Any DC Brushless box fan (aka computer fan) would also work fine. They are usually rated 12V DC, but you can get away with lower voltage (spins slower and quieter). You probably have an old wall transformer for some old/broken electronics...Just don't use anything that says "VAC" or "V AC" (alternating current). Anything with an output in the 5-14V DC range should be fine. You can buy a transformer with adjustable voltage if you want to adjust fan speed.

To assemble, strip the wires on your transformer and your fan(s). Twist red fan wire(s) to positive wire of transformer, and black fan wire(s) to negative of transformer, then wrap with electrical tape so they won't short circuit.

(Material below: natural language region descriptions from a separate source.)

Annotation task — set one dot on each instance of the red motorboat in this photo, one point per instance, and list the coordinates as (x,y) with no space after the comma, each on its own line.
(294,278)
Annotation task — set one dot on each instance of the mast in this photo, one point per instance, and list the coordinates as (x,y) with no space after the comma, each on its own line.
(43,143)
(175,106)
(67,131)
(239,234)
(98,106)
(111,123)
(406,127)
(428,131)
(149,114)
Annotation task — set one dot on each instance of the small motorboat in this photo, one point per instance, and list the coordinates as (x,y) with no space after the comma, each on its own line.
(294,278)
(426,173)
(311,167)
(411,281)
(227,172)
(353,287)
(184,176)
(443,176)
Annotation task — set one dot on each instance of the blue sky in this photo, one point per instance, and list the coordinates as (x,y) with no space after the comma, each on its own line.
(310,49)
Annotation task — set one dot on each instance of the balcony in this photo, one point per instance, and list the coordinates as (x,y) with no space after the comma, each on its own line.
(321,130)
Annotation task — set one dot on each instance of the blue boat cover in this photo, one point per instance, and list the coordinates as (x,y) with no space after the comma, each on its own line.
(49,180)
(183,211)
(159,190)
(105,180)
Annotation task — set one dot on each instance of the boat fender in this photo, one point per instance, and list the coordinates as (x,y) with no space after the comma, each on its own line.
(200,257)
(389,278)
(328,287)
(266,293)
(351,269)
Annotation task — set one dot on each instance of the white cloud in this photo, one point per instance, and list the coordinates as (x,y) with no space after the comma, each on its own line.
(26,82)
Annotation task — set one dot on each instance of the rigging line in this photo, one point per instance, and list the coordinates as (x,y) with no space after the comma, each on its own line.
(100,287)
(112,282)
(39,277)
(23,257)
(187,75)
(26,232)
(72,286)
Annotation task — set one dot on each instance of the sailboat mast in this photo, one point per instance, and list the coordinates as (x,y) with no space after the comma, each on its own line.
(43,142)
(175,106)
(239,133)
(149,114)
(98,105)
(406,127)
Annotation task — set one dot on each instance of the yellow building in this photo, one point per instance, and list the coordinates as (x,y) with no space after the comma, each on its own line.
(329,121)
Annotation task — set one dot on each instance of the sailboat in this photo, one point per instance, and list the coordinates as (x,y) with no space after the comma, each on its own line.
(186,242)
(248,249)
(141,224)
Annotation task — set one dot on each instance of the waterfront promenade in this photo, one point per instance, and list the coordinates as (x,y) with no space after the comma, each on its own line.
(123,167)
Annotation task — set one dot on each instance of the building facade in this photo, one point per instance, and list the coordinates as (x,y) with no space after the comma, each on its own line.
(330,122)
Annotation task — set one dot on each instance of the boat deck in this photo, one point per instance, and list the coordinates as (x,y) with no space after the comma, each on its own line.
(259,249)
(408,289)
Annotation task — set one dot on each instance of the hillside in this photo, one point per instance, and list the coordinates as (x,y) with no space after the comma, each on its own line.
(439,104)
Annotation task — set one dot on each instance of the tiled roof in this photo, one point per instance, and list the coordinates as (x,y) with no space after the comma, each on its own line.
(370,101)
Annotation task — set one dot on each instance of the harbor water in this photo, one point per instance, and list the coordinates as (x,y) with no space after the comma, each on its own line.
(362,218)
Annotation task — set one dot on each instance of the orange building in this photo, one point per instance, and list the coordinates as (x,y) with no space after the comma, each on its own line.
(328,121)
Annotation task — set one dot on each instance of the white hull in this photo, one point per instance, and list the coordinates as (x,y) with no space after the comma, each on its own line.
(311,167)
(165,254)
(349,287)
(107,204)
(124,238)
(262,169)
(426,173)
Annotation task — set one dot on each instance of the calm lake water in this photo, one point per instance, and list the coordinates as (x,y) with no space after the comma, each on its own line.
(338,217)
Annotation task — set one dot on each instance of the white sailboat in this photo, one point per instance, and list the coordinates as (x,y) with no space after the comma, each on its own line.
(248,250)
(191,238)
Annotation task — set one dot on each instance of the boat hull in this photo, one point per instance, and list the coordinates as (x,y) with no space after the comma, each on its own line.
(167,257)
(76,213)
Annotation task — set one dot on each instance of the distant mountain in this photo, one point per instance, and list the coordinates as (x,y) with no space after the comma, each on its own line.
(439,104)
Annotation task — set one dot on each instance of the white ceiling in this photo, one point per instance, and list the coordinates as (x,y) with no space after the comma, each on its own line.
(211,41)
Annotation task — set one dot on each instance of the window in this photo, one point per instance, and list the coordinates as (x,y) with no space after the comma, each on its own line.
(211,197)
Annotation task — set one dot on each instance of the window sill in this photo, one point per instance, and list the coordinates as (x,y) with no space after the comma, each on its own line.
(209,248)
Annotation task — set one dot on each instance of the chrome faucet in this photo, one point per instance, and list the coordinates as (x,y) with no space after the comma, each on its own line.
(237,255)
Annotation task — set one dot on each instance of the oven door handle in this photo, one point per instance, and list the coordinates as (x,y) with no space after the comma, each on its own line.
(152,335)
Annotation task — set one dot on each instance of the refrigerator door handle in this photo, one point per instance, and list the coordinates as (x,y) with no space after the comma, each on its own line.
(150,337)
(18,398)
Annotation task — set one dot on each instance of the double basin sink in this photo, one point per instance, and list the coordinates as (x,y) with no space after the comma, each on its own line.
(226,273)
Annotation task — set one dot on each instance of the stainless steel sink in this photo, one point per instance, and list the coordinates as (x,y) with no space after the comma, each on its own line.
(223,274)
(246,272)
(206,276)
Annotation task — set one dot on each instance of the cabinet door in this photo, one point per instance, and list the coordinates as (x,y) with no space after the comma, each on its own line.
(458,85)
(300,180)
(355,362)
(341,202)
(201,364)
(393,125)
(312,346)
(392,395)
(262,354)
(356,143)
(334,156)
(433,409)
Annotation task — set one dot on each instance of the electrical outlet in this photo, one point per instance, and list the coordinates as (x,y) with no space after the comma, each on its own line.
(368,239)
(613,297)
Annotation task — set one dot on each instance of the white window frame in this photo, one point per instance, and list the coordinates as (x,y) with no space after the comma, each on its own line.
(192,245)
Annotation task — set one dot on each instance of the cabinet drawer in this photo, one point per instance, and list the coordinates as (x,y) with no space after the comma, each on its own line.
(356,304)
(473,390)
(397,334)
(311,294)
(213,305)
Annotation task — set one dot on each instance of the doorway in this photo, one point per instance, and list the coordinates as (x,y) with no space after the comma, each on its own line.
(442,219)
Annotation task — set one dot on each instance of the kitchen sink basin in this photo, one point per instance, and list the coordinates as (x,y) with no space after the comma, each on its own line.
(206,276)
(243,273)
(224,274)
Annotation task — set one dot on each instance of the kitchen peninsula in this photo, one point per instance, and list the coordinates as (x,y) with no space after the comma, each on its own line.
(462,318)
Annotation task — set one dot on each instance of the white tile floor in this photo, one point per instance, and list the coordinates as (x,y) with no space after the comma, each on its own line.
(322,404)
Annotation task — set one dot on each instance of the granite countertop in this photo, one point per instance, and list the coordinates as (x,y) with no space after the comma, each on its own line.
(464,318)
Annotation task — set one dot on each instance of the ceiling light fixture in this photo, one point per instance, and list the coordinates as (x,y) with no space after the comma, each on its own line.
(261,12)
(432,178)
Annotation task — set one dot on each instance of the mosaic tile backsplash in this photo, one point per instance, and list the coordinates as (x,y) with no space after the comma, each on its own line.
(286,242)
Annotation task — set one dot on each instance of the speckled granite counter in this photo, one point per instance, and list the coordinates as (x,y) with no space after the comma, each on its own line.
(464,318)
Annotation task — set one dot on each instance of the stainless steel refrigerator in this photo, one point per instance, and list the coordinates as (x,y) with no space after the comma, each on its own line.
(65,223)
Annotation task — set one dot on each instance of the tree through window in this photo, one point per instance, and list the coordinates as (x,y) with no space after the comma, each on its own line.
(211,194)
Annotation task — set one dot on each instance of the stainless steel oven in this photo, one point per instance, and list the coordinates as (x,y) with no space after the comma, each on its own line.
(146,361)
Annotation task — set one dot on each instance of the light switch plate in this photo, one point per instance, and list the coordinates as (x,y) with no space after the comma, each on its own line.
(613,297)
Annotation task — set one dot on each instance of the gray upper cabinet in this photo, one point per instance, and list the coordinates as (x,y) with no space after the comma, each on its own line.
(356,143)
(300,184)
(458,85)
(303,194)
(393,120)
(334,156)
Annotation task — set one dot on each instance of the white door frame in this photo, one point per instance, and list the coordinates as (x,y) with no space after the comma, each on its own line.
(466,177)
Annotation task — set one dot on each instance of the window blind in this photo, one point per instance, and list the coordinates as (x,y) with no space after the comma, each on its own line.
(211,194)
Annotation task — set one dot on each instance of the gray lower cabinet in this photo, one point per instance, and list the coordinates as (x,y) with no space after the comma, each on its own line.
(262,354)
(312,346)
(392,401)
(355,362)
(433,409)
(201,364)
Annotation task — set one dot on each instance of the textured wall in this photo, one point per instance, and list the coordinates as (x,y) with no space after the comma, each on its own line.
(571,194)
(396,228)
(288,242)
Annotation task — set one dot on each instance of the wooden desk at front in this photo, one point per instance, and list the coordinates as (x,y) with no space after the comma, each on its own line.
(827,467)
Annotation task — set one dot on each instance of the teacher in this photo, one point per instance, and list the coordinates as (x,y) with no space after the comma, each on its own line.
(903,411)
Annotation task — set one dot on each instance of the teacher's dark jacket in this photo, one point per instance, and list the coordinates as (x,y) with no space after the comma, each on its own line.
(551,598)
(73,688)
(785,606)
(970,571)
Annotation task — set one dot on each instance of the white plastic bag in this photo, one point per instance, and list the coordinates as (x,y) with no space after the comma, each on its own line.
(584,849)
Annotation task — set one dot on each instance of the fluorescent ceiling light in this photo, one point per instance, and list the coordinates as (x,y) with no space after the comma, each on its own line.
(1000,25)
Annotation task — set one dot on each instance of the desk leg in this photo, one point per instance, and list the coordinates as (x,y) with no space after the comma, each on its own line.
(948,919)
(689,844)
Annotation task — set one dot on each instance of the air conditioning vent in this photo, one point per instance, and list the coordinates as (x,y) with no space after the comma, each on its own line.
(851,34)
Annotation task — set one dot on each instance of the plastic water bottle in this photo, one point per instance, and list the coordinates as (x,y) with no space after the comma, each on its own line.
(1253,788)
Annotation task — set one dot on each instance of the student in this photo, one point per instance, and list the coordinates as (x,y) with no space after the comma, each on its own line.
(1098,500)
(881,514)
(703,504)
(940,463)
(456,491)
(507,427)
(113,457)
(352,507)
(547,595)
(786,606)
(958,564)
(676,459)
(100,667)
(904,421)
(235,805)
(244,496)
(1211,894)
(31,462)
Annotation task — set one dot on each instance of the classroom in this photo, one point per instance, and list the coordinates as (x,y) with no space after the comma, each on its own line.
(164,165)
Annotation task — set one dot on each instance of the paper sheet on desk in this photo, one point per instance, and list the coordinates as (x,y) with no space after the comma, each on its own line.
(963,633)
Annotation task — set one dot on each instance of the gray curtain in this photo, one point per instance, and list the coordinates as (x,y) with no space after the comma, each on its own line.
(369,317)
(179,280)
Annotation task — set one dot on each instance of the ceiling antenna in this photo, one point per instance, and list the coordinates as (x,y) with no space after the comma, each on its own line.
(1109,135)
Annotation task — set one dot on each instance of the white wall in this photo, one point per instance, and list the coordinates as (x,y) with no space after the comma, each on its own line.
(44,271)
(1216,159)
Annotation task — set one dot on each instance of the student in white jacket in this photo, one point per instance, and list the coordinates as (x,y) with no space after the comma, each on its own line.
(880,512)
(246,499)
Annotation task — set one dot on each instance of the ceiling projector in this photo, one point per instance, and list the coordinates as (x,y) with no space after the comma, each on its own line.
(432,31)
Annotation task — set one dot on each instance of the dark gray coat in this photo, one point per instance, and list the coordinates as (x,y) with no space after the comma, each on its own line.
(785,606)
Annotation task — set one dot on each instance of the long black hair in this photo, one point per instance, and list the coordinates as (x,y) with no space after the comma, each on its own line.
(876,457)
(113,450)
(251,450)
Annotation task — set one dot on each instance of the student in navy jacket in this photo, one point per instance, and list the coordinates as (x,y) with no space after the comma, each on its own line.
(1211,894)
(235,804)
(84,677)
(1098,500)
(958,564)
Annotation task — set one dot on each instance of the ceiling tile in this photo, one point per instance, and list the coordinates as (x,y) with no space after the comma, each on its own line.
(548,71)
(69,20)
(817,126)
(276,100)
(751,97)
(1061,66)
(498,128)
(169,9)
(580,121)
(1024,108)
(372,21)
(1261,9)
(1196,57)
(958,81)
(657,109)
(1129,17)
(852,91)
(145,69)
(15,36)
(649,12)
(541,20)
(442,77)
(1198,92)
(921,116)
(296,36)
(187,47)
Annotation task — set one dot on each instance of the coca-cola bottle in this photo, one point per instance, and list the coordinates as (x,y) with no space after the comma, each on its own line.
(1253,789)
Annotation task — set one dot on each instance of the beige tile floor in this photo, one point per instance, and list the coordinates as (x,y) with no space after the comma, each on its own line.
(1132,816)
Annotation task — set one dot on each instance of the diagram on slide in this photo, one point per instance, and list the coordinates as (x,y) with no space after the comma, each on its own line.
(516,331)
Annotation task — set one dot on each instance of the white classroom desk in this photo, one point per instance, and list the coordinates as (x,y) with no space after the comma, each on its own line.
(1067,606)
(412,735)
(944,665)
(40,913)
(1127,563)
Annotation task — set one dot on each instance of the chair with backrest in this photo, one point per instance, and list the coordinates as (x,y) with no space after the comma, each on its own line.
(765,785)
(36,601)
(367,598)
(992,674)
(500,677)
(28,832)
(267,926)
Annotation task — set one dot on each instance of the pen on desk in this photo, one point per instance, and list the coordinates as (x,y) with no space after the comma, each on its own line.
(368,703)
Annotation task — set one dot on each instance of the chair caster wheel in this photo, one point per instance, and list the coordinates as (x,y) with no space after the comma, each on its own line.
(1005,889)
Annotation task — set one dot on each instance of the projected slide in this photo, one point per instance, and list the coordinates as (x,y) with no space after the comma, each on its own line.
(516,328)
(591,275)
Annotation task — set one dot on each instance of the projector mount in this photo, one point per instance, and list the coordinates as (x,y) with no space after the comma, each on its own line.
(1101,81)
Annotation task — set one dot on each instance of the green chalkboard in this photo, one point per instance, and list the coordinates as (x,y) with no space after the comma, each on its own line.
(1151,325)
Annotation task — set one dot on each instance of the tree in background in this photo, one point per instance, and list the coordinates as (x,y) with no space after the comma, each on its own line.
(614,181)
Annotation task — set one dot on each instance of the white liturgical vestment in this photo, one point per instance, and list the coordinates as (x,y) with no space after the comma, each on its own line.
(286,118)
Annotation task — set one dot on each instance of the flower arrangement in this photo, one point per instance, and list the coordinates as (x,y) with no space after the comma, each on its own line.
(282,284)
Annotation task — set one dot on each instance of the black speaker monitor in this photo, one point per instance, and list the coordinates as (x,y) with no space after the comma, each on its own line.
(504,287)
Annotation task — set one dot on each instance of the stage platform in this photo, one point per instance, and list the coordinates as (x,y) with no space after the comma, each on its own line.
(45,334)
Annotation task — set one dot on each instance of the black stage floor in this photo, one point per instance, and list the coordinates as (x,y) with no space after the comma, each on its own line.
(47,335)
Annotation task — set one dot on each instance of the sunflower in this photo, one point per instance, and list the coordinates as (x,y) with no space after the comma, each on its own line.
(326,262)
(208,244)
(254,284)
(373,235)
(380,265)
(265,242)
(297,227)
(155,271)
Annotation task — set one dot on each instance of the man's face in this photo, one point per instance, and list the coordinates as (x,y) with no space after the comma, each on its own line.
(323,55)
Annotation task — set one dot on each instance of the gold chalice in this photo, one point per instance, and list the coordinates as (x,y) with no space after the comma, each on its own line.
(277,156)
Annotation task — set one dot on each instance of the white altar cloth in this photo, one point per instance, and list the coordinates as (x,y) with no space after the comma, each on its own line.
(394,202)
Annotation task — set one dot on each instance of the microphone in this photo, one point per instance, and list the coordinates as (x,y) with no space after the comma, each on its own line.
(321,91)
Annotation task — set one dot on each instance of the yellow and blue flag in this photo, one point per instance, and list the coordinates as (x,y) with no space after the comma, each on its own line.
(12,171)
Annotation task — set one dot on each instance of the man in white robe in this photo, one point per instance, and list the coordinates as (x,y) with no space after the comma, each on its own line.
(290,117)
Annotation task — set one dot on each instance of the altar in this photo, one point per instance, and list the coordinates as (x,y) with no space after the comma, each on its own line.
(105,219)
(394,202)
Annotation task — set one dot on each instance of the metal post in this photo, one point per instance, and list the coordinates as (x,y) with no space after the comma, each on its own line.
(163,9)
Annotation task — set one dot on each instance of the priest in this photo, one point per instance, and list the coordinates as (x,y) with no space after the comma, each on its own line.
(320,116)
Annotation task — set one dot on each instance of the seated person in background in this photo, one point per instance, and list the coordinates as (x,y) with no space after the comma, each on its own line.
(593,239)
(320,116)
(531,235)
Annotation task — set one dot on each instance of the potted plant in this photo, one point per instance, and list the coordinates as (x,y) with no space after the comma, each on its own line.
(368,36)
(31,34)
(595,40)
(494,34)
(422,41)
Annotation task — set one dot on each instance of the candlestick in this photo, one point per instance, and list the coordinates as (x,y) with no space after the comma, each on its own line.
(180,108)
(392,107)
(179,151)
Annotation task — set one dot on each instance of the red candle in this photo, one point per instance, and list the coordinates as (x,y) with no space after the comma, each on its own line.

As far as placement goes: Humidity rises, so you want the top air to mix with the bottom air of your cabinet. You can blow air up or down....or use 2 fans, one blowing each direction.

Here's a quick breakdown of Brushless Fans vs Oust Fans:

*Bushless fans:*

Easy to find/replace
Approx $5 for a 80mm fan, $10 for 120mm, or just yank from an old computer for free
Bigger fans run quieter and move much more air (CFM)
Runs constantly, unless you add a timer
Requires a wire run into your humidor for power
Use free-standing, or mount to cabinet
Cheaper in the long run, as no batteries to replace
Takes some effort to setup (basic wiring)
*

Oust:*

Hard to find (discontinued)
Ususally in the $12 range 
Very Small fan (approx 35-40 mm) with a bulky case
Runs periodically (approx 15 seconds, every 4 minutes)
Moves less air (CFM)
Quiet
Free-standing
Requires batteries , so more expensive in the long run
Minimal setup...just drop in.


----------



## KickU2Sleep (Feb 20, 2009)

The nice thing about my hydra is the additional fan port. Forgot about it when i did the search for cooling fans...durrr:new_all_coholic:just haven't got around to buying one, rh seems fine at all levels in the fridgedor, usung 3 hydrometers, the hydra at bottom, radio shack temp/rh midway up, and old stlye brass dial on top. All read w/in 1%​


----------